Le manager qui ne comprend pas bien ce changement de paradigme en gestation se positionne difficilement pour être à même de saisir les opportunités que ce nouveau paradigme fera émerger. Car au-delà de la crise financière et de la crise économique et de son caractère mondial, c'est une véritable crise de confiance dans les institutions, dont les entreprises et les organisations sont issues, à laquelle nous sommes confrontés. Il faudrait donc travailler sur la confiance plutôt que sur la réduction de l'incertitude et pour ce faire les attitudes ont plus d'importance que la somme des gestes posés.

Renoncer au modèle traditionnel
Renoncer au modèle traditionnel du planifier, diriger, organiser et contrôler représente pour le manager un défi de taille et vient le déranger dans ses certitudes. Mais force nous est d'admettre que si ce modèle était approprié en période de relative stabilité, il se révèle totalement inapte pour le management en période d'incertitude. Ce modèle nous confronte à une conception traditionnelle du temps qui masque le fait que le temps que nous prenons pour comprendre un problème et lui trouver une solution s'écoule à une vitesse telle que le problème est changé lorsque la solution apparaît ! Il nous faut donc composer avec une vision différente du temps dans laquelle le futur apparaît comme le présent répété et où la vision que le manager a de son entreprise lui sert pour décoder, dans les innombrables bruits de l'environnement turbulent, les signaux qui sont favorables à la mise en oeuvre de sa vision.
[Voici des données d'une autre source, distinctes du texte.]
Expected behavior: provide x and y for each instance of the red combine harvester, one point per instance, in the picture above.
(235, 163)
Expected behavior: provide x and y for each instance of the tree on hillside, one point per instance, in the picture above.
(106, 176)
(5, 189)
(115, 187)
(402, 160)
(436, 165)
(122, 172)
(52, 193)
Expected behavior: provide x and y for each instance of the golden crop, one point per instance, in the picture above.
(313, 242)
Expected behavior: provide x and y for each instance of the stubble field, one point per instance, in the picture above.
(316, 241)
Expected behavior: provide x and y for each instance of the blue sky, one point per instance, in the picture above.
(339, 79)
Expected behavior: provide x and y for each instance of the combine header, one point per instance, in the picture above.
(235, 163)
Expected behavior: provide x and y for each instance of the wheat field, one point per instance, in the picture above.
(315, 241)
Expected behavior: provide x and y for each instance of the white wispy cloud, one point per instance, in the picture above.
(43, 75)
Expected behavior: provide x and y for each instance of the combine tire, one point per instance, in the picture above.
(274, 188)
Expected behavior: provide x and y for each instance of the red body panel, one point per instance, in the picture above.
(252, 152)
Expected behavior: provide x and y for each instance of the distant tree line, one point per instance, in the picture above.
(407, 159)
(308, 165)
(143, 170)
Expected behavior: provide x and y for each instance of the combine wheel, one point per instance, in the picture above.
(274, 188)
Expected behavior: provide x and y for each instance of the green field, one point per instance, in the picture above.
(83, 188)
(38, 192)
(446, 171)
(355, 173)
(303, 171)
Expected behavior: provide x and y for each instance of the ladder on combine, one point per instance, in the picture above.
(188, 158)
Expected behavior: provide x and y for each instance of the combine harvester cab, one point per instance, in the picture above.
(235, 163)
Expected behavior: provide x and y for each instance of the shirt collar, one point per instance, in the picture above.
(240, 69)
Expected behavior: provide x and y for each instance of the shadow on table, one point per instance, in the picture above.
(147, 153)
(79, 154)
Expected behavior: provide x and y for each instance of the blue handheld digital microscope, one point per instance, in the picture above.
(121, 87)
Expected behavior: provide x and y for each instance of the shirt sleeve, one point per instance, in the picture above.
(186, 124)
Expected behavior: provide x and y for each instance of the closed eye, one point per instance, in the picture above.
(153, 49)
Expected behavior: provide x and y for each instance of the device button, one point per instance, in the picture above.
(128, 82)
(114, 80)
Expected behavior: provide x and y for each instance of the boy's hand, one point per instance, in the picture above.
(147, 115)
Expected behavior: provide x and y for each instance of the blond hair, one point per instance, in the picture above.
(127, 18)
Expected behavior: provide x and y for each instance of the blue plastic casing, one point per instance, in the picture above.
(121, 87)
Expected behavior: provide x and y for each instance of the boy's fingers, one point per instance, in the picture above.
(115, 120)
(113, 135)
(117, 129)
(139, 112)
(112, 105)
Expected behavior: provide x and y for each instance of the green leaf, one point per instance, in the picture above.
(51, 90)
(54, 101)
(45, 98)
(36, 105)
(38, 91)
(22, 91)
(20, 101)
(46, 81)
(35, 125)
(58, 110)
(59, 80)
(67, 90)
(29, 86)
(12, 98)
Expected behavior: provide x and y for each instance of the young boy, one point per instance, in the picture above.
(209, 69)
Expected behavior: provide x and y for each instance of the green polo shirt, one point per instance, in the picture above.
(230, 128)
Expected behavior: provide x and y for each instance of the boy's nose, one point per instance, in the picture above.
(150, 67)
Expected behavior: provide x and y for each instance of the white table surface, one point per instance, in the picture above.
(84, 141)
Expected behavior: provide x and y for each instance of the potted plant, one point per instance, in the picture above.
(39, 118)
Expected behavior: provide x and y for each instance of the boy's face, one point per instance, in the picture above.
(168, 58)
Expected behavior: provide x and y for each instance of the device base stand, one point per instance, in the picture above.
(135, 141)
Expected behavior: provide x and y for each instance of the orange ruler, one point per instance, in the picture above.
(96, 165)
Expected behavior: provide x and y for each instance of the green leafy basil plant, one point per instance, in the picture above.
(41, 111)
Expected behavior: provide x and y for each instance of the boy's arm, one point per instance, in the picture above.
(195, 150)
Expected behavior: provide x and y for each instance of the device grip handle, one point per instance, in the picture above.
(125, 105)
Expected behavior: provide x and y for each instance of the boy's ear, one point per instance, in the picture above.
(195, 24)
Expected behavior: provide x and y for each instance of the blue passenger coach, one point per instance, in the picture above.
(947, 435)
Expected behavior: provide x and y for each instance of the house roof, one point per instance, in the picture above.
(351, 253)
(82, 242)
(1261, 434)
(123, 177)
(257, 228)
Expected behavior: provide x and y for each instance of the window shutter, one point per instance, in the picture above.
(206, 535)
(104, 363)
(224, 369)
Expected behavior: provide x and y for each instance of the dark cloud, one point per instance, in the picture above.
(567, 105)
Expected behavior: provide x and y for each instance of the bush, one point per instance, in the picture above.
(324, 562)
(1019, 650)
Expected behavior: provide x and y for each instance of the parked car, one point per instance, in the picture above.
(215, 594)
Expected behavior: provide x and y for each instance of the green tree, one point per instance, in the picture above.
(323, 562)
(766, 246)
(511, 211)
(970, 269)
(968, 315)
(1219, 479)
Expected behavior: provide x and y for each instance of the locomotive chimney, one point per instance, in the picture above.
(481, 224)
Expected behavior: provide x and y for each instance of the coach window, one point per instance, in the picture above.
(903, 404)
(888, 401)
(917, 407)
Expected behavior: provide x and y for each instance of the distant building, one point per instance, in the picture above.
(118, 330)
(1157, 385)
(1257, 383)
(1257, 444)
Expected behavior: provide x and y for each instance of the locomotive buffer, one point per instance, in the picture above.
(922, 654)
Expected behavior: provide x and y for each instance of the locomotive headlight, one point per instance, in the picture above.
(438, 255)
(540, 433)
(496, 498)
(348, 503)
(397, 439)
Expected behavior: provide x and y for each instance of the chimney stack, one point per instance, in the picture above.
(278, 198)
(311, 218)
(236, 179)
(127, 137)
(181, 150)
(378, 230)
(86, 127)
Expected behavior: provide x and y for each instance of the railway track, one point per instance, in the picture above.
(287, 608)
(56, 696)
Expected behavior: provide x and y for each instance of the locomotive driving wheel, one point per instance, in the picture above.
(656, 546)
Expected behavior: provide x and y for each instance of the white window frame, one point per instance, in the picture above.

Ce faisant, le manager est moins tenté de courir dans tous les sens, de multiplier les décisions intempestives et de reprendre les vieilles recettes mais peut davantage prendre une distance affective d'avec l'environnement, favoriser les actions signifiantes et se placer en mode apprentissage pour être à même de l'exiger de toute son entreprise.

Conclusion

L'agitation est habituellement reconnue comme un signe d'impuissance. Elle peut être aussi un signe d'insécurité. À voir agir certains politiciens et bon nombre de managers dans la tourmente actuelle, force nous est de constater que cette agitation prend beaucoup de place et fait paraître l'activisme comme s'il s'agissait de grandes décisions mûries après de longues périodes de réflexions ! Devant un tel étalage qui frise l'incompétence, les citoyens comme les employés se sentent impuissants, occupés qu'ils sont à tenter de se rétablir des effets de la crise. Mais, tôt ou tard, il faudra rétablir la confiance et les managers gagneraient à s'y atteler dès maintenant.